Sem certezas metafísicas caminho, mas diante da mão pesada da morte não me encolho. Não, não, embora adorasse ter respostas. De preferência catalogadas cientificamente e ministradas por alguém com uma sabedoria mansa, olhos de lótus e um sorriso nos lábios.

É que minha morte e eu nos encaramos há muito tempo. Todos os dias ela faz o contorno do meu rosto com seus dedos longos. Flerta comigo e lhe sorrio. Fixo seus olhos amarelos e sussurro: viver para sempre é castigo que não mereço. Sei que agonizo e nisso há um quase prazer. Não gostaria de ser exceção ao grande ciclo que tudo renova. Minha hora está marcada em alguma ampulheta invisível e minhas respirações contadas, felizmente. Resta-me a mente calma a observar a contagem regressiva sem temor enquanto sorvo cada mínima gota da vida. Desarmada, silenciosa, aguardando.

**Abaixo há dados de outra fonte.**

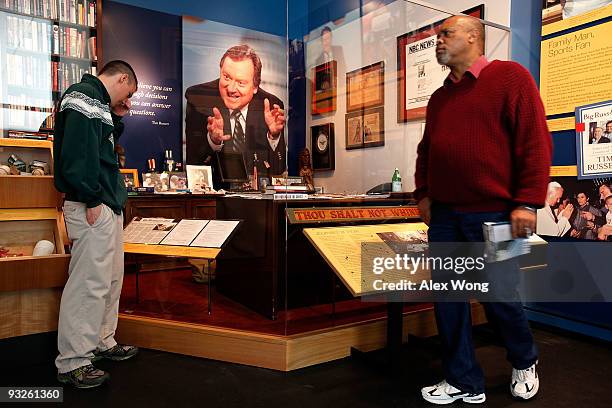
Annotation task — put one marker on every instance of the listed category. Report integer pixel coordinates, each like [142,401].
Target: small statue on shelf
[306,168]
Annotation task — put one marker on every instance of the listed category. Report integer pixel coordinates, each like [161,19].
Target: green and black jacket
[86,166]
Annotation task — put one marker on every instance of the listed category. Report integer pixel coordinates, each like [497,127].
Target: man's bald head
[460,41]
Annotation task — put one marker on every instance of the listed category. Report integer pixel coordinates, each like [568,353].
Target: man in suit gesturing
[234,114]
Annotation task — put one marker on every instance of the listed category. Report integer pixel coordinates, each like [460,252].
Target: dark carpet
[574,372]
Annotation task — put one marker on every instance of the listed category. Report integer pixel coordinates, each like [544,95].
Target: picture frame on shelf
[177,180]
[323,149]
[324,88]
[199,178]
[130,177]
[365,87]
[419,73]
[353,130]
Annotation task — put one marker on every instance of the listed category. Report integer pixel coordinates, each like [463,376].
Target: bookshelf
[45,46]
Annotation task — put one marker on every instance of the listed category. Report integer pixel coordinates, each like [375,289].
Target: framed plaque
[323,151]
[130,177]
[365,87]
[324,88]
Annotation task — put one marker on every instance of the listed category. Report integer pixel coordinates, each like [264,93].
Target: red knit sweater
[486,146]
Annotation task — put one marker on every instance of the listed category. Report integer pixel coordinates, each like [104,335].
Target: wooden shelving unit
[30,286]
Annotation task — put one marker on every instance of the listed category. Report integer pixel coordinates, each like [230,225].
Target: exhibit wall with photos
[576,89]
[364,46]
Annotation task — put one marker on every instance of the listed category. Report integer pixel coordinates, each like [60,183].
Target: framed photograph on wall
[419,73]
[130,177]
[593,134]
[365,87]
[199,178]
[353,130]
[365,128]
[323,150]
[374,127]
[324,88]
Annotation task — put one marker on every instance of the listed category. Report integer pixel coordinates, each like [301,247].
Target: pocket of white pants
[104,214]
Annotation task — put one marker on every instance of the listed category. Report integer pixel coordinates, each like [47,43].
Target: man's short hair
[241,52]
[474,24]
[119,67]
[553,186]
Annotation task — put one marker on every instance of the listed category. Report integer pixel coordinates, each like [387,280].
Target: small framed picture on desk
[130,177]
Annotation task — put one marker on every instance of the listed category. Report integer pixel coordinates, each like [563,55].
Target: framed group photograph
[130,177]
[419,73]
[593,140]
[324,88]
[365,87]
[365,128]
[323,151]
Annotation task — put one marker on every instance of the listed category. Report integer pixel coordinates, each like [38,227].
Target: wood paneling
[29,312]
[284,353]
[28,192]
[31,272]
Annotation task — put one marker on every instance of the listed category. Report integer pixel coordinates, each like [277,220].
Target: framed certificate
[324,88]
[365,87]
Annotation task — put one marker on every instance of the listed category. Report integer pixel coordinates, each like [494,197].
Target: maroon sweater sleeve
[532,140]
[420,175]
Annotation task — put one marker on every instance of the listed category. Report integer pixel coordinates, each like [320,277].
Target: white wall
[358,170]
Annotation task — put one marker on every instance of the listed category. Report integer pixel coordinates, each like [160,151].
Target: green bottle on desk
[396,182]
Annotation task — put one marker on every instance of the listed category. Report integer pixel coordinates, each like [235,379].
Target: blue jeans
[454,318]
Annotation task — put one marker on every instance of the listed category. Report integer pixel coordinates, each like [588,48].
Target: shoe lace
[523,375]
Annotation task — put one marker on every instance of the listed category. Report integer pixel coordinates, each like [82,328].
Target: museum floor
[574,372]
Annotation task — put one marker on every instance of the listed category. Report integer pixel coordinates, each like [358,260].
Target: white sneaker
[525,383]
[443,393]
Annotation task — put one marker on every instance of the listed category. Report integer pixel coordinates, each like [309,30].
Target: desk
[209,254]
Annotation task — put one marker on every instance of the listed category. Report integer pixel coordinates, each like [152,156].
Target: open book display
[166,231]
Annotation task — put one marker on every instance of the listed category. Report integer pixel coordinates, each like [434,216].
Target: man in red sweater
[485,156]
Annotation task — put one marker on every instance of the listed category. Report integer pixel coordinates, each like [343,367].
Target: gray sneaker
[84,377]
[116,353]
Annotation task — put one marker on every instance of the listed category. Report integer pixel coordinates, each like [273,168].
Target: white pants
[90,301]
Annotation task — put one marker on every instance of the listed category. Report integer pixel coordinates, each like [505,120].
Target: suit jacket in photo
[201,99]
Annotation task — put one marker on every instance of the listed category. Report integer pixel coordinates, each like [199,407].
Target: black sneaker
[84,377]
[116,353]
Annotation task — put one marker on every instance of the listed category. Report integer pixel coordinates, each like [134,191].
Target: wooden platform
[284,353]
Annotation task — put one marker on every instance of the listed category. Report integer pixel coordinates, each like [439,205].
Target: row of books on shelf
[28,71]
[17,134]
[65,74]
[71,11]
[72,42]
[48,38]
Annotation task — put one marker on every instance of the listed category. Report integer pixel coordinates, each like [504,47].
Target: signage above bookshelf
[45,46]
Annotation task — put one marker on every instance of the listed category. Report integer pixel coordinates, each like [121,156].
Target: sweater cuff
[92,204]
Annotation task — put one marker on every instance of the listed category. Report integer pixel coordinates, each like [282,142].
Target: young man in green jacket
[87,171]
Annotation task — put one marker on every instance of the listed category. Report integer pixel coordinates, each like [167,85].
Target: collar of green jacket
[90,79]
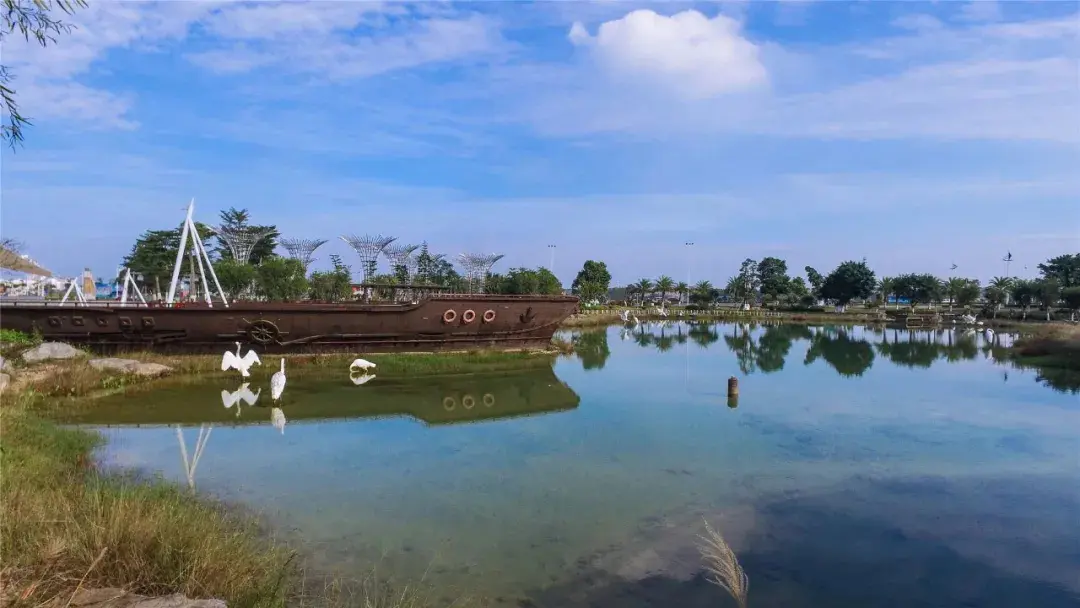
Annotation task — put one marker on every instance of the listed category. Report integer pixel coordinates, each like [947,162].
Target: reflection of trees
[703,335]
[742,345]
[1064,380]
[921,349]
[592,349]
[774,345]
[847,355]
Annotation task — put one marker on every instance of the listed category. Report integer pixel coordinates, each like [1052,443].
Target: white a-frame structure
[190,233]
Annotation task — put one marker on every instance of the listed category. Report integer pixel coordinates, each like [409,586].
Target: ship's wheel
[262,332]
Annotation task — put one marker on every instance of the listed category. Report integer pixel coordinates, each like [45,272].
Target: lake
[858,468]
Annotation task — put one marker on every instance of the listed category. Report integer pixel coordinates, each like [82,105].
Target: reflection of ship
[433,401]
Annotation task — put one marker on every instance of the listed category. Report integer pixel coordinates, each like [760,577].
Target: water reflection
[849,350]
[433,401]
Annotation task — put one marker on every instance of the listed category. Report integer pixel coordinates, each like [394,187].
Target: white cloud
[1009,81]
[694,55]
[342,40]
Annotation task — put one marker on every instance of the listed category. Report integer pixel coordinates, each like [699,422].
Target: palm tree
[887,287]
[684,292]
[643,287]
[704,291]
[1004,284]
[664,285]
[953,288]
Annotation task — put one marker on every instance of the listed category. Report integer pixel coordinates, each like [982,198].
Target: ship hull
[437,323]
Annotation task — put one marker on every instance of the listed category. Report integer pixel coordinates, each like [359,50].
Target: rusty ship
[439,322]
[412,319]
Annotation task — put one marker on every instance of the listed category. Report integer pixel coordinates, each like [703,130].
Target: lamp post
[689,265]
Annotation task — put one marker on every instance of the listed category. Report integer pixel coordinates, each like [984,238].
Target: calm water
[860,468]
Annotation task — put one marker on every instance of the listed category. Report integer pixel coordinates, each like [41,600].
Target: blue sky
[915,134]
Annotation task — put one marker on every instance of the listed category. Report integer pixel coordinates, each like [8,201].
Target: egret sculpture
[278,381]
[278,419]
[233,361]
[363,379]
[243,393]
[360,365]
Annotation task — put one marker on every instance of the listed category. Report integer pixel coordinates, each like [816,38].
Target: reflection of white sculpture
[243,393]
[362,379]
[278,419]
[190,464]
[360,365]
[278,382]
[233,361]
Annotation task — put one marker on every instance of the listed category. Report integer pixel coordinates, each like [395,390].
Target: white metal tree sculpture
[241,241]
[477,267]
[190,233]
[400,257]
[302,250]
[368,247]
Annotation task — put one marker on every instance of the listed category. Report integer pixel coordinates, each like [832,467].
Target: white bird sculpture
[233,361]
[243,393]
[278,419]
[360,365]
[362,379]
[278,381]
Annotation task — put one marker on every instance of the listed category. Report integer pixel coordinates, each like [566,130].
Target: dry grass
[723,566]
[1055,345]
[66,525]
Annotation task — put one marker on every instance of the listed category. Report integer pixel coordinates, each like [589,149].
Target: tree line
[768,283]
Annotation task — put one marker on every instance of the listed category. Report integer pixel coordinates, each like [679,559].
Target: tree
[851,280]
[238,219]
[643,288]
[525,281]
[968,293]
[332,285]
[887,287]
[1023,293]
[1071,297]
[995,297]
[664,285]
[817,282]
[798,294]
[684,292]
[592,282]
[281,279]
[704,294]
[1048,292]
[772,275]
[153,256]
[918,288]
[234,277]
[29,19]
[1065,269]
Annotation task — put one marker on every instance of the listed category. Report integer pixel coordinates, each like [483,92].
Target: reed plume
[723,566]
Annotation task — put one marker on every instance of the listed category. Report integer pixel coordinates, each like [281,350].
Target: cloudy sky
[915,134]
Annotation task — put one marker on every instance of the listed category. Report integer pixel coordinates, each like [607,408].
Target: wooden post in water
[732,392]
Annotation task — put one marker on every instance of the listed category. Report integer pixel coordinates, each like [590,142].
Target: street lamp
[689,264]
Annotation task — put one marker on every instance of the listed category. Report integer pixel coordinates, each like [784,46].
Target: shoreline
[154,537]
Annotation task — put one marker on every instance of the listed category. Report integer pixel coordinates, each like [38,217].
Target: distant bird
[363,379]
[360,365]
[278,381]
[243,393]
[233,361]
[278,419]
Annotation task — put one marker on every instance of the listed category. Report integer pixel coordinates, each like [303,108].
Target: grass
[1050,346]
[67,526]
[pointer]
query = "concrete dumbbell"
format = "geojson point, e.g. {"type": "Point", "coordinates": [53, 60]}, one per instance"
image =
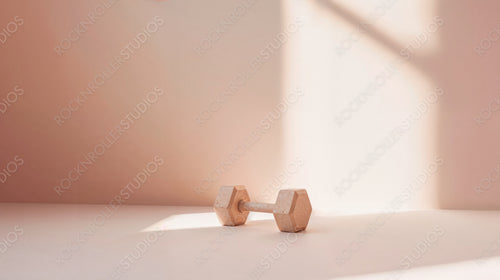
{"type": "Point", "coordinates": [291, 210]}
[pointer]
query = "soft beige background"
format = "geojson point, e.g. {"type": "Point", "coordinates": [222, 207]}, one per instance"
{"type": "Point", "coordinates": [304, 148]}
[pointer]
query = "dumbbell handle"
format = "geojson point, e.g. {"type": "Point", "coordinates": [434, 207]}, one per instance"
{"type": "Point", "coordinates": [255, 206]}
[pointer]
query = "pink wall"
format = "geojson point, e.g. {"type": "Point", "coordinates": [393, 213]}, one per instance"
{"type": "Point", "coordinates": [187, 96]}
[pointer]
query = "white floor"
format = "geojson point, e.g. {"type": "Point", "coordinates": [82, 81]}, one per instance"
{"type": "Point", "coordinates": [47, 241]}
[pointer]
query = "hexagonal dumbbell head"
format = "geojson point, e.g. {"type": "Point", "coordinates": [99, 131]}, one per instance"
{"type": "Point", "coordinates": [226, 205]}
{"type": "Point", "coordinates": [292, 210]}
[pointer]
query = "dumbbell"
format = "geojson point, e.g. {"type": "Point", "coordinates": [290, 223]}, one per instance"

Enquanto a natureza prossegue em seu giro calmo, ouço um lamento a percorrer as galáxias, mergulhar no profundo, buscar o inacessível. Integra um conjunto de joelhos feridos, cabeças cobertas de cinzas, ombros que carregam o mundo.

Soa familiar essa voz que insiste em se estender na direção do silêncio de abismos, águas e sóis. Pertence aos que ainda guardam no peito o temor da hora incerta. Homens que soluçam enquanto administram a vida, com suas dores e paixões, mesquinharias e grandezas, lamentando a dureza do gesto, a palavra áspera, o carinho guardado na mão e a hora que passou.

Vozes que ecoam pelos mundos. Roucas, ansiosas. Perder-se-ão para sempre ou lá, naquele exato local onde o perecível não domina, alguém escuta e sorri?